«Mário foi o
primeiro a chegar. Acordou com o dealbar do dia. Na verdade, quase não dormiu,
sentia demasiada excitação. Estar ali era como ter congeminado um teorema e
ser-lhe oferecida depois a oportunidade de o testar e demonstrar ele mesmo. Já
tinha um nome para aquilo, passou a noite com ele na cabeça: Teoria Geral do Verão. Basicamente, a
sua ideia postulava que não havia felicidade na chuva, no vento, no frio, nos
dias cinzentos e ensimesmados. O estio era o quinhão de paraíso que Deus legara
à Terra, um vislumbre do que esperava na outra vida os bons, os justos, os
impolutos. Era talvez também a manifestação do Seu sadismo, permitia-se Mário
pensar, já que Ele sabia como falhara com o homem. Desvelar o paraíso era como
mostrar imagens de fontes e lagos suíços a um moribundo no deserto africano ou
deixar um suculento naco de carne meros centímetros fora do alcance da corrente
de um cão esfaimado.
Tinha havido
alguns erros no desenvolvimento humano, no seu desenvolvimento biológico. Havia
tanto que aprender com aves, répteis, insectos. A selecção natural falhara ao
fazer do homem um animal sedentário. Não tardaria a perceber-se porque definhava
a civilização ocidental, por que é que o Hemisfério Norte se fazia triste e
evitava reproduzir-se. Por que se suicidavam os nórdicos (por enquanto eles).
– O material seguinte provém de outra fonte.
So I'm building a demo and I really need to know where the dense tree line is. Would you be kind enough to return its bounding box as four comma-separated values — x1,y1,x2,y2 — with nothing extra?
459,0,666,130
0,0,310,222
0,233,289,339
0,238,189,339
Séculos de saber acumulado e ainda não havia uma solução para o mal-estar. E
era tão simples: migração sazonal ou hibernação.
Lembrava-se de
um episódio: dois casais de patos a esvoaçarem sobre uma albufeira. Talvez não
fossem dois casais, podiam ser quatro machos ou quatro fêmeas, ou três de um
género e um do outro, quem saberia dizê-lo? Era um daqueles dias de Outono
apelidados de perfeitos, um dos que se rejeitariam na Primavera ou no Verão
(demasiado frios e cinzentos, com o maldito nevoeiro a ameaçar cobrir tudo) e
que pela sua pouca dureza seriam ignorados no Inverno, mas que, com um fundo de
folhas coloridas e uma promessa de lareira, pareciam irrepetíveis. Mário estava
com o pai e lembrava-se de o ver subir a gola do casaco ao mesmo tempo que
falava de castanhas assadas e vinho tinto. Ali, ao seu lado, trinta anos antes,
com a elegância enfiada num fato de três peças e camisa branca, o cabelo
submetido pela brilhantina, o pai de Mário explicava que o pato selvagem era
uma espécie rara naquelas paragens e a lagoa era apenas uma estação de serviço
onde eles se detinham para abastecer no caminho para África, para terras mais
quentes. Mário a tremer de frio e desconforto, insensível à beleza outonal,
invejou a inteligência dos patos.
O europeu era
intrinsecamente estúpido: rumava a sul no Verão e procurava a neve no Inverno,
quando o que devia estar a fazer era aprender com as aves, descer uns quantos
paralelos à medida que os dias diminuíam e regressar logo que as plantas
ameaçassem florir. Claro que este tipo de migração em massa enfrentava
obstáculos severos, por mais que os serviços de turismo do Magrebe esfregassem
as mãos. As grandes deslocações de Estaline não tinham ficado bem vistas (mas
essas não incluíam bilhete de volta); contudo, pondo de parte a engenharia
social, ainda havia a biologia, a hibernação induzida. Se o homem, no seu longo
percurso evolutivo, recusara um metabolismo como o dos ursos, estava ainda
muito a tempo de se reencontrar por via científica com esse ramo da família. O
que não se pouparia em recursos se a Europa adormecesse no Inverno. E o que se
ganharia em felicidade social se todos saíssem do quarto apenas em Abril ou Maio,
quando o Sol mostrava finalmente músculo.»